Мы входим. Нас встречает человек с протезом головы: каленый бильярдный шар в огромных черных очках с перекладиной непонятного назначения.

— Здравствуйте, Кимчик дома?

— Никого здесь нет! Никого! Ни мамы нет, ни папы нет. Никого! Бояться некого! Одна лишь ассирийская колдунья Тифона! Тифона! — поет протез.

Оставь насмешку всяк сюда входящий, думаем мы. Увы, насмешка не галоши. Стены типового коридорчика украшены дурацкими коллажами из плодово-овощных реклам, плесневелых иероглифов, баночек с заспиртованными сороконожками, птичьих лапок, скандинавских рун, таблиц и знаков каббалы. Тьфу, дешевка!

Затем мы проникаем в комнату, где когда-то над раскладушкой Кимчика висел портрет Хемингуэя, рядом с ледорубом, гитарой и рапирой. Теперь ничего этого нет, а есть опять же одна лишь Тифона: черные стены и стулья по количеству приглашенных.

В углу камеры-обскуры, растопырив крылья, сидит унылый мемозовский орел Рафик, в другом углу неодушевленная в отличие от наших собак собака мясной породы Нюра.
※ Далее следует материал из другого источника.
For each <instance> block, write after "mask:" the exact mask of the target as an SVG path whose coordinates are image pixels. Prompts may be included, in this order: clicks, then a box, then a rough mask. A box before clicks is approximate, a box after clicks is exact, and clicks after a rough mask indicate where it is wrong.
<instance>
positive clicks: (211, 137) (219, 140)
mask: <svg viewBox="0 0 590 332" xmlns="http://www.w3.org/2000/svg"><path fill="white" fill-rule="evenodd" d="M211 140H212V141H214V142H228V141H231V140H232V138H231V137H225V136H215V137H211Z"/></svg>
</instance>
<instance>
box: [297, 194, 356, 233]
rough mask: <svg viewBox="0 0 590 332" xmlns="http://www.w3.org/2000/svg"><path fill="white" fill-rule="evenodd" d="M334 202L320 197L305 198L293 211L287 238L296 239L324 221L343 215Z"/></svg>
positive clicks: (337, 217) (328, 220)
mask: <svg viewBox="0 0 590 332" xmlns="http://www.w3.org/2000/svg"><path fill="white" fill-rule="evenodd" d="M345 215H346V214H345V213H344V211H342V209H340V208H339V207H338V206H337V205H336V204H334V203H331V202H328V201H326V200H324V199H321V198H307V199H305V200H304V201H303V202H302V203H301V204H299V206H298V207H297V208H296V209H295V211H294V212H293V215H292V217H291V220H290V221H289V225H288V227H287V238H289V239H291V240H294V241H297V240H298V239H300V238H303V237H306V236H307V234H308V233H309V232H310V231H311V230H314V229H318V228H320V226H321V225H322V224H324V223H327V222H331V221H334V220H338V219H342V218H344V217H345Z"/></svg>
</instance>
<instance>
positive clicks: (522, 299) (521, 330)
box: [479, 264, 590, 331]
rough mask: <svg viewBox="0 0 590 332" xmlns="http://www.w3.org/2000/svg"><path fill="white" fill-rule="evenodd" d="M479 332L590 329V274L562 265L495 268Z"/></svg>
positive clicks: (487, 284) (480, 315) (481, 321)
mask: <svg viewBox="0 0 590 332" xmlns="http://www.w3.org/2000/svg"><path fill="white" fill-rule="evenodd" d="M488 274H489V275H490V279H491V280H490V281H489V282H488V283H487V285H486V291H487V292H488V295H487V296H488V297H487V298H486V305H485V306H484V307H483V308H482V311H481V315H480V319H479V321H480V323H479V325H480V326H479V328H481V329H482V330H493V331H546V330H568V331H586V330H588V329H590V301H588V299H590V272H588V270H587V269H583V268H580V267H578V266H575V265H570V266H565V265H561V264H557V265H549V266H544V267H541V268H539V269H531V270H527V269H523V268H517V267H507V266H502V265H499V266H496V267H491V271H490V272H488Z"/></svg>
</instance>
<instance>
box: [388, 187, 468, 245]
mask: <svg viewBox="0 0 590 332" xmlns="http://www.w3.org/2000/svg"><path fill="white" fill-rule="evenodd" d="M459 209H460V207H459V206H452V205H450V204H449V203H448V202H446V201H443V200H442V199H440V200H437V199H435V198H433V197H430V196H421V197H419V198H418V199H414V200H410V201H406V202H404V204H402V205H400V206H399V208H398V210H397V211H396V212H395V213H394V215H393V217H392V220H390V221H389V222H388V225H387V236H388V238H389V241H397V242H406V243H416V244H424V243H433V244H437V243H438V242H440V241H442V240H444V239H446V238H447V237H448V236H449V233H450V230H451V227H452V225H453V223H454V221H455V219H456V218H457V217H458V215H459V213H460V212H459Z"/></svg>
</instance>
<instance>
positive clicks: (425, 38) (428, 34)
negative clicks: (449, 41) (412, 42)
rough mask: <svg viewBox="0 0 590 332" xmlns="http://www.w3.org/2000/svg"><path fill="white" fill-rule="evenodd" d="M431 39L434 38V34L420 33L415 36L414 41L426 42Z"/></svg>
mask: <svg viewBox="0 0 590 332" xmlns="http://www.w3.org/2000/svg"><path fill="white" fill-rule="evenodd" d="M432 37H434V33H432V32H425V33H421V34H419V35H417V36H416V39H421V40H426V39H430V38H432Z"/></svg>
Из первого угла остро пахнет орлом, из второго остро пахнет мясной неодушевленной собакой, из третьего и четвертого углов не пахнет ничем, и в этом, по-видимому, заключается особый КОШМАР.

Как глупо! Невольно вспоминается ильф-петровский маг Иоканаан Марусидзе. Чем хочет жалкий Мемозов потрясти наше воображение? Не будем сплетничать, но все-таки — вы слышали? — говорят, в Москве все его растиньяковские попытки с треском провалились. Решил, значит, на провинции отыграться?